O
brasileiro é um crente desesperado na meritocracia
Não deve ser coincidência que um dos países mais desiguais do mundo tem também fé inabalável na meritocracia. Tudo que você quiser você pode alcançar; basta querer.
De
música da Xuxa a palestra motivacional do mundo corporativo, você já ouviu variantes
disso. A promessa do sucesso
baseado unicamente no mérito individual está em toda parte.
Está
na autoajuda vendida por coaches, pelos gurus de finanças com suas fórmulas de
day trade e por vendedores de esquemas de pirâmide, todos prometendo riqueza
fácil. O discurso do mérito individual é o que alimenta as indústrias
aparentemente tão opostas do empreendedorismo (com suas estrelas, livros e
cursos de sucesso) e do mundo concurseiro. "Só não passa quem
desiste", diz um mantra concurseiro. Ou —vale completar— quem morre.
Seja
para montar um negócio brilhante ou para ingressar no paraíso do serviço
público estável, a regra é a mesma: trabalhar e estudar enquanto os outros
dormem, dar tudo de si, sacrificar o que for necessário e, acima de tudo,
acreditar. Esportistas, músicos, blogueiros de Instagram, youtubers; todos
entoam a mesma melodia.
Esse discurso funciona para quem o vende: para o empreendedor cujo empreendimento é ensinar empreendedorismo. Para quem compra, nem tanto. Os esquemas de pirâmide aqui se multiplicam e adotam mil roupagens.
De
shakes dietéticos e produtos de beleza a grupos de espiritualidade feminina. É
um tentando ganhar às custas dos outros, num jogo em que, necessariamente, para
um ganhar, vários têm que perder. E os que terminam por cima ainda escrevem
livro e vendem curso passando adiante suas lições.
Não
é só na vida terrena que a crença na meritocracia nos governa. Ela molda também
nossa relação com o mundo espiritual. Creia em Deus com fé inabalável, doe
bastante dízimo, que Ele lhe recompensará. Fora do espectro cristão a mesma
regra vale: esprema qualquer grupo ou doutrina esotéricos e você descobrirá,
escondida por trás de muitos mistérios, a velha Lei da Atração: o universo lhe
dará aquilo que você deseja ou mentaliza. Se ficou doente ou perdeu o emprego,
bem, talvez você devesse ter atraído energias melhores.
Quem
não ganha dinheiro é vagabundo. Quem morre de doença é fraco. O brasileiro é um
crente desesperado na meritocracia. Quem está por baixo, para manter viva a
esperança de subir. Quem está por cima, para justificar sua própria situação.

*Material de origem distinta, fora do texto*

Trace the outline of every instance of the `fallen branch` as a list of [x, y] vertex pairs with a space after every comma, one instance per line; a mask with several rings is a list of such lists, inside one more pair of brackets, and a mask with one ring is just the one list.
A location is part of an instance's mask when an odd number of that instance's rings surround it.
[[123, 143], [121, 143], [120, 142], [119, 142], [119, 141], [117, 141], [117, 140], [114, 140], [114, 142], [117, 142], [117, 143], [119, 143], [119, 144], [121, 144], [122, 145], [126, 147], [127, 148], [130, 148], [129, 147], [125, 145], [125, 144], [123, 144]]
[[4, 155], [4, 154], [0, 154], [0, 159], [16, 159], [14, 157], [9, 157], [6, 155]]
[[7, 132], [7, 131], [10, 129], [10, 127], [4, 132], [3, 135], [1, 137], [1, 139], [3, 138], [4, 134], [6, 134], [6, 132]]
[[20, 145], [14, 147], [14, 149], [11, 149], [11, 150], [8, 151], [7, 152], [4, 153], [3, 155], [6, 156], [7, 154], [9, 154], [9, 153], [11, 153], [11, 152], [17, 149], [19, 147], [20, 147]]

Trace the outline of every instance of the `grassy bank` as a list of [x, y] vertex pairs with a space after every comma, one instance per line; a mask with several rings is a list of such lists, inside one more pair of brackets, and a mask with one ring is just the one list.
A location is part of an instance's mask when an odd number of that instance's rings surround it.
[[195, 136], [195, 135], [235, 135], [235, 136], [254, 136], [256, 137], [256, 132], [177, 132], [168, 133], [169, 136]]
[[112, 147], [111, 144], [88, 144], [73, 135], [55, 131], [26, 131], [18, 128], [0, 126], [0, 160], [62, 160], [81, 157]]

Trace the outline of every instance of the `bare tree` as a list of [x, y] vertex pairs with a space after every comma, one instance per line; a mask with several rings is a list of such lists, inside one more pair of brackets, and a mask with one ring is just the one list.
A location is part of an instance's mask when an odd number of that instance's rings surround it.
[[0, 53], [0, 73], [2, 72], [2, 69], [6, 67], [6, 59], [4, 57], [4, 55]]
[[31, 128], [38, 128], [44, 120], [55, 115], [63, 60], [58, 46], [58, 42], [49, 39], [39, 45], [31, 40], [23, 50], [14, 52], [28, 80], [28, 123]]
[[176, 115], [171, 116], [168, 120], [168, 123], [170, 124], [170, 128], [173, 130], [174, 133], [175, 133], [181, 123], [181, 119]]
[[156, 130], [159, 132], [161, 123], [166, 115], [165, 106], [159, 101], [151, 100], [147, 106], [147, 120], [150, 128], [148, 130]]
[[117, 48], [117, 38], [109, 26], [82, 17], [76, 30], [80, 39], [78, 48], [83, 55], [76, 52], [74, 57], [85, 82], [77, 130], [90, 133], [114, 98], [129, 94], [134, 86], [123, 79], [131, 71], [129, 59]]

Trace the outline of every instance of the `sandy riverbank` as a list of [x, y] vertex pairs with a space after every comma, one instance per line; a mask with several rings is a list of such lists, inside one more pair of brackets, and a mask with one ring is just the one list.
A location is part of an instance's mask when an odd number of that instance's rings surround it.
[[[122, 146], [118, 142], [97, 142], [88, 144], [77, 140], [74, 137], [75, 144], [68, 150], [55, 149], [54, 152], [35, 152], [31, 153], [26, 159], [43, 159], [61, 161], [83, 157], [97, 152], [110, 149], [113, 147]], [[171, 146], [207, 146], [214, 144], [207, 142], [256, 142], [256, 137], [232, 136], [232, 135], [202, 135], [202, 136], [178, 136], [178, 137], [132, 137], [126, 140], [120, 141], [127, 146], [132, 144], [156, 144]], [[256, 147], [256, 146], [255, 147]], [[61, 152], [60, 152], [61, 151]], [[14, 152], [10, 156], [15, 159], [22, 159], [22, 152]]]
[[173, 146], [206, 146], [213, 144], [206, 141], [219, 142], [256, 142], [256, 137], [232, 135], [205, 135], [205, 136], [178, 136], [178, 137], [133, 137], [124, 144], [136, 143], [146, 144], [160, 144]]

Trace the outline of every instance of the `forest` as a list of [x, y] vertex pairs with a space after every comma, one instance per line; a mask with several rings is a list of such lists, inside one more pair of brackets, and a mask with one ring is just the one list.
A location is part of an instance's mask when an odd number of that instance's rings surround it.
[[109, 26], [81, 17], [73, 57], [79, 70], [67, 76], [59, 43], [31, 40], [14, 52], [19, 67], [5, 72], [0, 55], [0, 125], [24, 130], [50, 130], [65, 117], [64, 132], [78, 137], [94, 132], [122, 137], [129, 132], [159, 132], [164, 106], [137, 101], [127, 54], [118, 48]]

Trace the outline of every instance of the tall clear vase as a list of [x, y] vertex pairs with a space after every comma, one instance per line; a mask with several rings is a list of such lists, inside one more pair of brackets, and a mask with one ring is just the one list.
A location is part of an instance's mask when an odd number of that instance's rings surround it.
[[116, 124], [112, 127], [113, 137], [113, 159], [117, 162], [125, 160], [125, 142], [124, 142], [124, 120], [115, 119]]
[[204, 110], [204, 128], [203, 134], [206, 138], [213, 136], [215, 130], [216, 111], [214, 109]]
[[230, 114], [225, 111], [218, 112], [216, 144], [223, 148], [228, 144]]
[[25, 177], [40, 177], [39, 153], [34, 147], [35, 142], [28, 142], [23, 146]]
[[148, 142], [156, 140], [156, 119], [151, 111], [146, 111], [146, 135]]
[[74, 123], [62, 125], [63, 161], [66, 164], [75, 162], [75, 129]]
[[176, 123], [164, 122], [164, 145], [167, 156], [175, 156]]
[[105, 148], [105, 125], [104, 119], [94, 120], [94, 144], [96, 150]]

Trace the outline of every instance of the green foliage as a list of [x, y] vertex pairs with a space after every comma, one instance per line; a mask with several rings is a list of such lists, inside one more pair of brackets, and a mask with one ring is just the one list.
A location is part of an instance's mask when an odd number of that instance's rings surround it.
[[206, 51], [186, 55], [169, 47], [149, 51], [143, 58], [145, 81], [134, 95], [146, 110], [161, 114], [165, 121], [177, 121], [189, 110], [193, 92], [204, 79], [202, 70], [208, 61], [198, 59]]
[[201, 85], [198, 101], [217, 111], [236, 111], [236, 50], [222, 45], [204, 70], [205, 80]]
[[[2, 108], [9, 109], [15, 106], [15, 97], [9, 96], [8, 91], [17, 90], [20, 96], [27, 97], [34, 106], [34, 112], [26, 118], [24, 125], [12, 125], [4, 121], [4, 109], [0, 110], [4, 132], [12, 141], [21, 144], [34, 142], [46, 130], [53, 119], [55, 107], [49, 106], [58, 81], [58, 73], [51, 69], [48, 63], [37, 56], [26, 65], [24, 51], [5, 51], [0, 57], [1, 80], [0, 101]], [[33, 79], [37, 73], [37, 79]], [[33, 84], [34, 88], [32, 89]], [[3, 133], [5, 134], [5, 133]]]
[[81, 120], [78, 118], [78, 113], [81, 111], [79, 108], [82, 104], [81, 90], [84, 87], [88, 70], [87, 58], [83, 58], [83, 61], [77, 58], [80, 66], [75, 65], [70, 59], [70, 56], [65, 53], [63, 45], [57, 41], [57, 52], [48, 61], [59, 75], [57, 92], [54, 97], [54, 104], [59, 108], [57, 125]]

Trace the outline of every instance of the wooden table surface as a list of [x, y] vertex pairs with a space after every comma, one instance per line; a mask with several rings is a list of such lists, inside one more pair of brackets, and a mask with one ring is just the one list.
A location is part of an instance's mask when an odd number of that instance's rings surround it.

Só que isso está nos matando.
Comprar armas
de fogo, não tomar
vacina, não usar máscara, dirigir alucinado pelas estradas, desmatar
e poluir livremente. Se eu quero, eu posso. A segurança pública vai mal? Mais
armas na mão. A educação pública vai mal? Libera o
homeschooling. Consequências sociais negativas, efeitos nocivos de
longo prazo? "E daí, quer que eu faça o quê?" O ganho de curtíssimo
prazo de alguns consome o ganho de longo prazo de todos.
A
crença meritocrática parte de algo positivo: o desejo de criar, de conquistar,
de ir além; a ambição que leva ao crescimento. Competir, dentro de certos
limites, é bom.
A
ambição pessoal é um motor que não deve ser sufocado. Trabalhar, empreender e
criar são marcas nacionais. Mas o excesso está nos matando: uma overdose tóxica
de coaches, blogueiras, pastores, empreendedores de palco e esquemas de
pirâmide que nos pinta, como ideal de sociedade, a lei da selva. Falta alguém
que reconheça o óbvio —não, não é possível todos "chegarem lá"— e
tire as consequência políticas disso.
*Joel Pinheiro da Fonseca, Economista, mestre em filosofia pela USP.